In concurrent programming, a critical section is a piece of code that accesses a shared resource (data structure or device) that must not be concurrently accessed by more than one thread of execution. A critical section will usually terminate in fixed time, and a thread, task, or process will have to wait a fixed time to enter it (aka bounded waiting). Some synchronization mechanism is required at the entry and exit of the critical section to ensure exclusive use, for example a semaphore.
By carefully controlling which variables are modified inside and outside the critical section, concurrent access to that state is prevented. A critical section is typically used when a multithreaded program must update multiple related variables without a separate thread making conflicting changes to that data. In a related situation, a critical section may be used to ensure a shared resource, for example a printer, can only be accessed by one process at a time.
How critical sections are implemented varies among operating systems.
The simplest method is to prevent any change of processor control inside the critical section. On uni-processor systems, this can be done by disabling interrupts on entry into the critical section, avoiding system calls that can cause a context switch while inside the section, and restoring interrupts to their previous state on exit. Any thread of execution entering any critical section anywhere in the system will, with this implementation, prevent any other thread, including an interrupt, from being granted processing time on the CPU - and therefore from entering any other critical section or, indeed, any code whatsoever - until the original thread leaves its critical section.

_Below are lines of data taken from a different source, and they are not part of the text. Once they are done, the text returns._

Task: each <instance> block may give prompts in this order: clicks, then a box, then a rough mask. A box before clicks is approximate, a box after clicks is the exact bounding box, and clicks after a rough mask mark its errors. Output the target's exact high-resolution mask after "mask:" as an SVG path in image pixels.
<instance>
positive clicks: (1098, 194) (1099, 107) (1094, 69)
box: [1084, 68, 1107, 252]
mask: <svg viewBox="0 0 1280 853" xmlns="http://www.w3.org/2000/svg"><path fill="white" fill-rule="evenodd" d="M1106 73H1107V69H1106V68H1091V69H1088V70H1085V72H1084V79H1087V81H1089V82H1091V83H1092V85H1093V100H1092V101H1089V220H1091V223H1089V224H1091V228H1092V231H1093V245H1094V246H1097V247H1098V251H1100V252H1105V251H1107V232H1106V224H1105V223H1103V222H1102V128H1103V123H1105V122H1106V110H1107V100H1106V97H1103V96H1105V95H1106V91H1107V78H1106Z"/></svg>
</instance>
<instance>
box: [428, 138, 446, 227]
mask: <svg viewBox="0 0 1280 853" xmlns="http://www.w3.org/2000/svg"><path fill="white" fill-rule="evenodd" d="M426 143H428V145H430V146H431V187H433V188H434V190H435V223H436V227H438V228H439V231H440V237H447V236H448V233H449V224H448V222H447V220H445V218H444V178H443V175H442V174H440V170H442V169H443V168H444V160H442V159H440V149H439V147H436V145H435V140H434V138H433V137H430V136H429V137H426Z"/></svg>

This brute-force approach can be improved upon by using semaphores. To enter a critical section, a thread must obtain a semaphore, which it releases on leaving the section. Other threads are prevented from entering the critical section at the same time as the original thread, but are free to gain control of the CPU and execute other code, including other critical sections that are protected by different semaphores.
Some confusion exists in literature about the relationship between different critical sections in the same program. Clearly, a resource that must be protected from concurrent access must be accessible by several entry points in the code. If the resource were only accessible through a single entry point, then multithreaded processing would not be a necessary consideration. Each resource must be guarded by a common, "global" semaphore. Is each piece now a critical section, or are all the pieces guarded by the same semaphore in aggregate a single critical section? This confusion is evident in definitions of a critical section such as "... a piece of code that can only be executed by one process or thread at a time".